The Tennessee Ornithological Society (TOS) is an independent non-profit educational, scientific, and conservation organization in Tennessee, United States, dedicated to the study and conservation of birds. It was formed in 1915 and has published a quarterly journal, The Migrant, since 1930.[1] The organization conducts statewide meetings and its local chapters have regular meetings and field trips.
The TOS was started by a group of six amateur ornithologists who met at Faucon's French Restaurant in Nashville on October 7, 1915. A historical marker at the site commemorates the organization's founding.[2]
Annual activities of the organization include annual autumn hawk counts, spring and fall bird counts, winter raptor surveys, and annual Christmas bird counts.

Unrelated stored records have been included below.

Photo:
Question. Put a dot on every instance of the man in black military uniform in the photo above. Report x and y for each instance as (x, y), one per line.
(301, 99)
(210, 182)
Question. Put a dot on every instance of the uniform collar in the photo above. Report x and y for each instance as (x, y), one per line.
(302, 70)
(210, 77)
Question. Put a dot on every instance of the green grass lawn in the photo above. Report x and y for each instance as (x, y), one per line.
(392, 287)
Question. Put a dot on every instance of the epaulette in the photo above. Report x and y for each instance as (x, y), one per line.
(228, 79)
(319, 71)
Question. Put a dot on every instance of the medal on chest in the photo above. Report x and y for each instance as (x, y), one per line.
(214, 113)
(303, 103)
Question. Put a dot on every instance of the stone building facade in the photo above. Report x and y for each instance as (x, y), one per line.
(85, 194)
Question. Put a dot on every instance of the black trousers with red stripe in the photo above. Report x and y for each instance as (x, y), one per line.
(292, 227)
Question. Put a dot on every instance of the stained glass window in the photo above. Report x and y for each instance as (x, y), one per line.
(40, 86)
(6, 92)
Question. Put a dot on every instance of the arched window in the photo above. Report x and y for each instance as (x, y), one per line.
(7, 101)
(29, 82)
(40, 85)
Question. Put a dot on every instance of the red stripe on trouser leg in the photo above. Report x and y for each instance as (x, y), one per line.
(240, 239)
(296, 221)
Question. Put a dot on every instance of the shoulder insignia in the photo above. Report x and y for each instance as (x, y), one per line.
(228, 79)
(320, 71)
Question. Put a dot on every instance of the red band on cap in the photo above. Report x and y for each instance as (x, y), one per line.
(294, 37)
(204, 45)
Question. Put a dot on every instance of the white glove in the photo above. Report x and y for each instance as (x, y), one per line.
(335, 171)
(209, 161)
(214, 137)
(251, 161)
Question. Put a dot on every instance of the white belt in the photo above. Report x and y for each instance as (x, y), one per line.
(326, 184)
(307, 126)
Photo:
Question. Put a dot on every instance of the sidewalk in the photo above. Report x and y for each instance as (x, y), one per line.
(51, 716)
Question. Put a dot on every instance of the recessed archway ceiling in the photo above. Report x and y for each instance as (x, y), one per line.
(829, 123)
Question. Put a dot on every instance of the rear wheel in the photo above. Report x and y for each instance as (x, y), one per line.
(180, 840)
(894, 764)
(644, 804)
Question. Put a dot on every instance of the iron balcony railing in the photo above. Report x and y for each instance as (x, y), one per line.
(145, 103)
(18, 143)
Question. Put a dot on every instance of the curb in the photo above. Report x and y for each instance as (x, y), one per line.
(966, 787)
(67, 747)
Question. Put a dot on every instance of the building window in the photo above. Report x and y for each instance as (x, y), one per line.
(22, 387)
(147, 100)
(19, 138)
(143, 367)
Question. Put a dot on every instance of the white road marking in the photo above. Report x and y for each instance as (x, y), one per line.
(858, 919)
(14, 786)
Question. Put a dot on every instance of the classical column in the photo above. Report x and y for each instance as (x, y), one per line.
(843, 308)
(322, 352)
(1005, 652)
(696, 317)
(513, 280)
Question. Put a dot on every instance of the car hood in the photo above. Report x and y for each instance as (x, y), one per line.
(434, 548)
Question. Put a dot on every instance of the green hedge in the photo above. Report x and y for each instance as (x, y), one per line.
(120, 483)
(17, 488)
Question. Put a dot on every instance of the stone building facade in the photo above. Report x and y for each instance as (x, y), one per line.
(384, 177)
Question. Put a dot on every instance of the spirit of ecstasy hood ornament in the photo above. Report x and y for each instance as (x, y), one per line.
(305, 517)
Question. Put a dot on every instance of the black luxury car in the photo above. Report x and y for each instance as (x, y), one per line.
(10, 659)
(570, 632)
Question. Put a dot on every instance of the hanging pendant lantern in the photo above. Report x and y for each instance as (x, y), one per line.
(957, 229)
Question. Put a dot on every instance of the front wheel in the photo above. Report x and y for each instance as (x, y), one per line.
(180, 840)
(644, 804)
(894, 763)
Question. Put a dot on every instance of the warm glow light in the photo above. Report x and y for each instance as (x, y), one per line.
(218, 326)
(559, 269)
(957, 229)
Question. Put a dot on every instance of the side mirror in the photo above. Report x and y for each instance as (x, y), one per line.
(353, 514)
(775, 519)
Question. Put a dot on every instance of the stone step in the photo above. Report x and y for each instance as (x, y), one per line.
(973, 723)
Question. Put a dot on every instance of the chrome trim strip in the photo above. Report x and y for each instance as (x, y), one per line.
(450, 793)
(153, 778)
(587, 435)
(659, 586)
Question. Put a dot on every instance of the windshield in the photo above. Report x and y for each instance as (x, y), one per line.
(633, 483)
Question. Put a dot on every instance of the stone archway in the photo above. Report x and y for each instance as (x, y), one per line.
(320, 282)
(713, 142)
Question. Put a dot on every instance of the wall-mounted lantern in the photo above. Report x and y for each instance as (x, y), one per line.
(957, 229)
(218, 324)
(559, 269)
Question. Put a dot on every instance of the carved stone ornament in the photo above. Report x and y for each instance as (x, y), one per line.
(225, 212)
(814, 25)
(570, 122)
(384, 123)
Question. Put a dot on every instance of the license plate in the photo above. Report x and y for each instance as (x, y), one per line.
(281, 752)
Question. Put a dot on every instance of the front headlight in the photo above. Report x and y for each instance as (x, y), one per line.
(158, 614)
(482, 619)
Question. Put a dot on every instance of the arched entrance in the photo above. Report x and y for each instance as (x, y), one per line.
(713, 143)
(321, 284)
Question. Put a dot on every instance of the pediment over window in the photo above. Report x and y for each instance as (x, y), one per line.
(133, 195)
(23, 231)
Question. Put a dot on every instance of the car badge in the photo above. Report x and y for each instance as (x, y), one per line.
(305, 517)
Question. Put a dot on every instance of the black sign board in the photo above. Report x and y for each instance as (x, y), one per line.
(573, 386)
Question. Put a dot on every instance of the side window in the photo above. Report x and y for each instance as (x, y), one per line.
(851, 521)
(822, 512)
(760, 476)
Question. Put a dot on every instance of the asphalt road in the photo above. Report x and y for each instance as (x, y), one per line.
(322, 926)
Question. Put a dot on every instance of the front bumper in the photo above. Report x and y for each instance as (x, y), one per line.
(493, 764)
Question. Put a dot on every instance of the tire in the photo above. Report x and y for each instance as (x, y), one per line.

The quarterly journal of the Tennessee Ornithological Society, The Migrant, is a repository for sighting reports and articles related to monitoring the status of Tennessee's bird populations.[1] The organization also published the Atlas of the Breeding Birds of Tennessee by Charles P. Nicholson (ISBN 0870499874), a compendium on the birds of the state, based on research conducted by TOS members from 1986 through 1991. The atlas includes the first fully documented account of distribution patterns for 170 bird species confirmed as breeding in Tennessee, as well as for several unconfirmed or extirpated bird species.[3]